Q: Having sold Steve's items at the Petersen Automotive Museum auction, are there any items that you still have and would never sell? If so, what are they and what makes them special to you?

BM: I have kept a few items, but most everything went in the auction. The things I have kept are very personal and will remain personal. 

Q: Was it always your intention to publish these photos or was this something you recently decided to do? 

BM: Steve and I originally were going to publish this book in 1980, and we were going to call it The Long Haul. I took the pictures and he was going to write the captions. We were going to visit all of his old haunts, including Slater, Missouri, but then he got too sick. These pictures pretty much stayed in the closet for 25 years, but I had always wanted to publish them. Steve saw every picture and loved the photos I took, so I feel very good about releasing these to the public. I just love the book and am very proud. I know Steve would have been proud of this project. I feel as if over the past year, he's been watching over everything; “ the book, the auction, the photo exhibit at the San Francisco Art Exchange in May 2007, my new relationship with the Boys Republic. Life's good and this year has been a lot of fun. Stressful in some ways, but fun.

 Q: Are you working on any other projects that Steve McQueen fans might be interested in? 

BM: I'll be doing a fundraiser for the Mesothelioma Foundation in February and the photo exhibit of my pictures of Steve at the San Francisco Art Exchange in May 2007. Stick around, there might be a few other surprises coming down the pike, which is all I can say at the moment. 

Q: Finally, what is your favorite Steve McQueen movie?

BM: Honestly, it's hard for me to watch his films. I watched The Thomas Crown Affair recently and had a tough time getting through it. I also caught a glimpse of him in The Great Escape not too long ago and the same thing. I started tearing up and I had to turn the channel. It's been a long process dealing with my feelings about Steve, but at least I'm able to talk about him now. He'll always remain a big part of my life.

(Special thanks to Marshall Terrill for making this interview possible!)

My review of "Steve McQueen: The Last Mile"

This amazing book is a must-have for any McQueen fan. Barbara McQueen and co-author Marshall Terrill have created the definitive book on Steve McQueen.

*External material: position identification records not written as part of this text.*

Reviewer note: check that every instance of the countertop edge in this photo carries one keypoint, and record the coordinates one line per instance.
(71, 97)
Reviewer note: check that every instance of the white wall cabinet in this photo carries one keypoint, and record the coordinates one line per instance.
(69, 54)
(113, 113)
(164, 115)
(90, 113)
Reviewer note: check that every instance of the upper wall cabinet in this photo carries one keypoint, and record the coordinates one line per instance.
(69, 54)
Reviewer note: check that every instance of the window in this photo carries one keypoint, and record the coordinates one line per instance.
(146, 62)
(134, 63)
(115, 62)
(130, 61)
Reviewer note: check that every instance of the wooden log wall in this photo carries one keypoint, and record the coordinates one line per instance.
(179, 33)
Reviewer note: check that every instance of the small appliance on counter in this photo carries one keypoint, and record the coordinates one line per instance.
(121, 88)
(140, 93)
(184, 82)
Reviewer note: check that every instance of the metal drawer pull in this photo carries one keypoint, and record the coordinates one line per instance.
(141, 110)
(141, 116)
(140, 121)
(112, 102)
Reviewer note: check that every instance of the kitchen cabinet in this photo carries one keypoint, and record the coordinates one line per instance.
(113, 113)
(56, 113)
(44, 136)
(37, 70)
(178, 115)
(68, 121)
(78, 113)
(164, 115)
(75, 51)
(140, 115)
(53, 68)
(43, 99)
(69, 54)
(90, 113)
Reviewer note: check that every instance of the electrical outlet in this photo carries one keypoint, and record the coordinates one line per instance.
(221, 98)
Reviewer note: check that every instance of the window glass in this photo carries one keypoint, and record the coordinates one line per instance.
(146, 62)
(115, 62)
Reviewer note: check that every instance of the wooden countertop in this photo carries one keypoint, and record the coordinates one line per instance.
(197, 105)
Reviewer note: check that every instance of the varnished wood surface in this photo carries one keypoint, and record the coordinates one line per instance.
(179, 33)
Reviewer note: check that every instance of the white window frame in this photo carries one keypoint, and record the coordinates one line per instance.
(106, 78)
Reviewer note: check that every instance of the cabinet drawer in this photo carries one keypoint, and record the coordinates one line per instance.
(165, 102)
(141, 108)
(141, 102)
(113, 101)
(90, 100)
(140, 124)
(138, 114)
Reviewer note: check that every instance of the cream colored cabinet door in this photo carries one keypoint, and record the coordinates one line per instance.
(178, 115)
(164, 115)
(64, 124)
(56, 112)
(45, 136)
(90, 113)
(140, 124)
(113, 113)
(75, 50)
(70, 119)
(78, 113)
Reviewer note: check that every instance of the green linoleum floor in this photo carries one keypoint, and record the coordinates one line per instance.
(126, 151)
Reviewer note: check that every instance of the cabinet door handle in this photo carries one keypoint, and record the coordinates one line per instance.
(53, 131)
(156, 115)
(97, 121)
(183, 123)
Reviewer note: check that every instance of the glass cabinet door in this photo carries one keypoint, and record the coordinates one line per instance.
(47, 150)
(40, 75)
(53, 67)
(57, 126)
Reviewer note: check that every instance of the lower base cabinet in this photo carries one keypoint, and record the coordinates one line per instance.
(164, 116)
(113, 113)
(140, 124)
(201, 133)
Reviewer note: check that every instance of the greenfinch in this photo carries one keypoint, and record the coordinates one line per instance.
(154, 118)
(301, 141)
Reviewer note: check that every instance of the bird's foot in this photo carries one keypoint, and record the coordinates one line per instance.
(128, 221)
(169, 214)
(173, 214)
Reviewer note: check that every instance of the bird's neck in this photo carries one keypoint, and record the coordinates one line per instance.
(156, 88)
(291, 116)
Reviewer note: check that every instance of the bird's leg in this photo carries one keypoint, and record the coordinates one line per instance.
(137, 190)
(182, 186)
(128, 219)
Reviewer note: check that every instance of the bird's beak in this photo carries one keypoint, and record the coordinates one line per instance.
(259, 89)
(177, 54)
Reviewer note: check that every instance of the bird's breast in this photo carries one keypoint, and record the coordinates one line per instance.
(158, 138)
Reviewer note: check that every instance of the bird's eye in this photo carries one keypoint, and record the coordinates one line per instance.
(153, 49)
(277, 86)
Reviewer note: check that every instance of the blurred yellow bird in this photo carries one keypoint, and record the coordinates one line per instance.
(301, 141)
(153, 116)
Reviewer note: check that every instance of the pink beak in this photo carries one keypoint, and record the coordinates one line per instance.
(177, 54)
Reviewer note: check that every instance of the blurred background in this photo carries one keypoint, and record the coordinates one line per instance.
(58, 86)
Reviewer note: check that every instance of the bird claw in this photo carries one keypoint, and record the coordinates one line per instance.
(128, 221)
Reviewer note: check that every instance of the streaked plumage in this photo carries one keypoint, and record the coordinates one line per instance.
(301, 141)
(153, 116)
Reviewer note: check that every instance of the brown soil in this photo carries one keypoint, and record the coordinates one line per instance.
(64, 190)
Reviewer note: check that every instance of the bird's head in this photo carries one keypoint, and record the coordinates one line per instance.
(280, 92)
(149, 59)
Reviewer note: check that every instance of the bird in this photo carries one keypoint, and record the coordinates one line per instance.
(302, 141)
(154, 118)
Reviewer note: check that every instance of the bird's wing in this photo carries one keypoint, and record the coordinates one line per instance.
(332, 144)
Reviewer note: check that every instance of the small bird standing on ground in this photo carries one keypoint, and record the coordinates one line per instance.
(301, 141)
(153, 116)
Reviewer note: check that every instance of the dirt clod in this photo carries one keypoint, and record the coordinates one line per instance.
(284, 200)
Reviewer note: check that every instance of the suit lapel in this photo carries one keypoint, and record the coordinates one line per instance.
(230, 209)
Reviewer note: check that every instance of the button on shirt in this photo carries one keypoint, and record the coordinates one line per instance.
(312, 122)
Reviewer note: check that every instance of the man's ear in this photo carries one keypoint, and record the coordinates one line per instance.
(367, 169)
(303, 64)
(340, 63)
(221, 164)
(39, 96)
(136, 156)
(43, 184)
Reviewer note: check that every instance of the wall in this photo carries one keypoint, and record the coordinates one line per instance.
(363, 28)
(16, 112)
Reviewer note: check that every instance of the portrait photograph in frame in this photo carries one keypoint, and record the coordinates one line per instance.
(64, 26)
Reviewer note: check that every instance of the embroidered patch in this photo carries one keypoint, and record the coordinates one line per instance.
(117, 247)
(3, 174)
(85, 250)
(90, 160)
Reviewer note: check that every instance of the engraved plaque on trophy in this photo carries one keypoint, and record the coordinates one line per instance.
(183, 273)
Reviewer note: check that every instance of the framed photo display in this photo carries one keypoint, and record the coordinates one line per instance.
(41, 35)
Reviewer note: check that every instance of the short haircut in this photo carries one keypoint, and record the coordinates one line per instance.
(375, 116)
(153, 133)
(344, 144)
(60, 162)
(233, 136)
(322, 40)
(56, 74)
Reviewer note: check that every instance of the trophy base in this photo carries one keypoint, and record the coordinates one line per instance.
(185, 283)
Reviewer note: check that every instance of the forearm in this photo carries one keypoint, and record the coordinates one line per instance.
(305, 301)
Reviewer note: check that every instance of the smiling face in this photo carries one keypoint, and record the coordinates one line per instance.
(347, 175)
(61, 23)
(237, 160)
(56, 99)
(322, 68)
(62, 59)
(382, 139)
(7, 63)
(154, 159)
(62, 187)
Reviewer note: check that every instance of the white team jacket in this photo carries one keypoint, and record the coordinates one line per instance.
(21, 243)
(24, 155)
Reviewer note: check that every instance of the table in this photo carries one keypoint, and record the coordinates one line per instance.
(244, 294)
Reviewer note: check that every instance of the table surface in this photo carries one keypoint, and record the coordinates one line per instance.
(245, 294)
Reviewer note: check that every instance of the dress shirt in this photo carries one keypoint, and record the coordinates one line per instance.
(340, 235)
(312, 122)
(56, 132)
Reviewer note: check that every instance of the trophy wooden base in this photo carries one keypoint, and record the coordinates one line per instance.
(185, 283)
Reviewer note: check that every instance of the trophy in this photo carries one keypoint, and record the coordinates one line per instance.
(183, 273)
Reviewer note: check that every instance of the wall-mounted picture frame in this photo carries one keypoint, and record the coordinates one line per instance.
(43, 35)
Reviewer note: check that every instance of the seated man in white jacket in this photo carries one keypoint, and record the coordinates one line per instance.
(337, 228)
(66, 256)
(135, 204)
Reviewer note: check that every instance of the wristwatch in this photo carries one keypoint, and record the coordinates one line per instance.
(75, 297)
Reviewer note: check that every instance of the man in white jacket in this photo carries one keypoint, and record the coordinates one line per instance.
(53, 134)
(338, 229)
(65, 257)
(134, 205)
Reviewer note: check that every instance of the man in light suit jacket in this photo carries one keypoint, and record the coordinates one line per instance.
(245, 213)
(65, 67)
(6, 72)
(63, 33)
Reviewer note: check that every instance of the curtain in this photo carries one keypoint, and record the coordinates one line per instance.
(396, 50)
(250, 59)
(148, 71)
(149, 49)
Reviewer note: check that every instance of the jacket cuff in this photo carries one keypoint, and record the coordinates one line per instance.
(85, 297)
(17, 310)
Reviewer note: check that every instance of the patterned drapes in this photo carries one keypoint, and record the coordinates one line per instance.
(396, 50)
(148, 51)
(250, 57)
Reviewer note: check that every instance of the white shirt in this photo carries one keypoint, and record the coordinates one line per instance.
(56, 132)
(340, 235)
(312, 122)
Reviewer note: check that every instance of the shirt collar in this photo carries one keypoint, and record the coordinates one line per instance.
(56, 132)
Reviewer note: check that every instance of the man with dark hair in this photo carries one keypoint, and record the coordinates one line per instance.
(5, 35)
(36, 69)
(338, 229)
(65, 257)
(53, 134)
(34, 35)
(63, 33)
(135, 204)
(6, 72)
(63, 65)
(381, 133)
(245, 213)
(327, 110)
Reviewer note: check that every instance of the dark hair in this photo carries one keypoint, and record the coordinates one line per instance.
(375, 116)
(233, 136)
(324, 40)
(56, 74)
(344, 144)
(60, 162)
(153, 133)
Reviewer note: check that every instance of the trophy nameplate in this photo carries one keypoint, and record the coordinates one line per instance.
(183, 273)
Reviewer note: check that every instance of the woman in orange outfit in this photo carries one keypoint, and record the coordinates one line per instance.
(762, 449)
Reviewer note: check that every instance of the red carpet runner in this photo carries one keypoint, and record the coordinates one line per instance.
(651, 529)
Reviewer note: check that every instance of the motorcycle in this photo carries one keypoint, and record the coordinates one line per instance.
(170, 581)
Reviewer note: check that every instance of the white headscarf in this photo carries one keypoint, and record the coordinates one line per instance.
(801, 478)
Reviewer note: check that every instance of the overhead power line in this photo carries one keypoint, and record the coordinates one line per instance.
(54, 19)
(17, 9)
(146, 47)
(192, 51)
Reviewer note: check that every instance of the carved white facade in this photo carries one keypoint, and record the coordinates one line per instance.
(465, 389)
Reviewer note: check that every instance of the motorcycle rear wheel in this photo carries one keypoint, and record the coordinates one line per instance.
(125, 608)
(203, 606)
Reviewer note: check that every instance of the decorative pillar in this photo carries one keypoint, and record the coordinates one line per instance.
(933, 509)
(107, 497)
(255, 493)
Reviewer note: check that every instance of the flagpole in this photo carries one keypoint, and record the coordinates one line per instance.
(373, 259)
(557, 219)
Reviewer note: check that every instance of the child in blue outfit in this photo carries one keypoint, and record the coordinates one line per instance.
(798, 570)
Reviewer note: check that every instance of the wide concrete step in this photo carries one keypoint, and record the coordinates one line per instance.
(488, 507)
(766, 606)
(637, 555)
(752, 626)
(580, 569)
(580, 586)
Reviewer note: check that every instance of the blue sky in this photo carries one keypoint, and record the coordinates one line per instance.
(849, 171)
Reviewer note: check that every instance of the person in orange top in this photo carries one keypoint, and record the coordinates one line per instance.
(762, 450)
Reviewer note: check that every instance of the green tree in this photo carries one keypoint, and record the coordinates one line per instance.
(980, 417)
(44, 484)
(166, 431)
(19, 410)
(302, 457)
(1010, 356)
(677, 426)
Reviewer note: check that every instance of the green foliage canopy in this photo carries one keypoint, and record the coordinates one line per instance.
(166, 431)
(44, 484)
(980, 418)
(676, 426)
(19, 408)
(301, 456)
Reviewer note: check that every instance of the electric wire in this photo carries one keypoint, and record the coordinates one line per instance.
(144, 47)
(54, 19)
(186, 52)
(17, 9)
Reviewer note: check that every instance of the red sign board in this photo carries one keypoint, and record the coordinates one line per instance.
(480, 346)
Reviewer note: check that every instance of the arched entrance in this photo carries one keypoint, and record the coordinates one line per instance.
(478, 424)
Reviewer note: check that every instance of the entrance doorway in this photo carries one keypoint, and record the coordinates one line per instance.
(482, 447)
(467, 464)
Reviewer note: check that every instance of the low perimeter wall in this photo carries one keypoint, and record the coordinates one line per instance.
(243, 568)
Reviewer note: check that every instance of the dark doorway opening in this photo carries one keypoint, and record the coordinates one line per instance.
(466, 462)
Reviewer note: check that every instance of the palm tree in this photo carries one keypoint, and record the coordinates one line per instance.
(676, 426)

Barbara McQueen’s photos put the reader inside Steve's world during the three and a half years they were together, from their first meeting in 1977 until his untimely death in 1980. Steve McQueen's life is captured in detail through her recollections and the hundreds of photos, that she personally took, that accompany her stories. Barbara, who was a top fashion model when she met Steve,  reveals her unique life with him spent traveling the country, on the beaches of Malibu, and living in Santa Paula. She also photographed Steve on the set of Tom Horn and the Hunter. "The Last Mile" will make you feel as though you finally got to see what the real Steve McQueen was like. 

I can't say enough good things about "The Last Mile." It should be mandatory reading for all McQueen fans!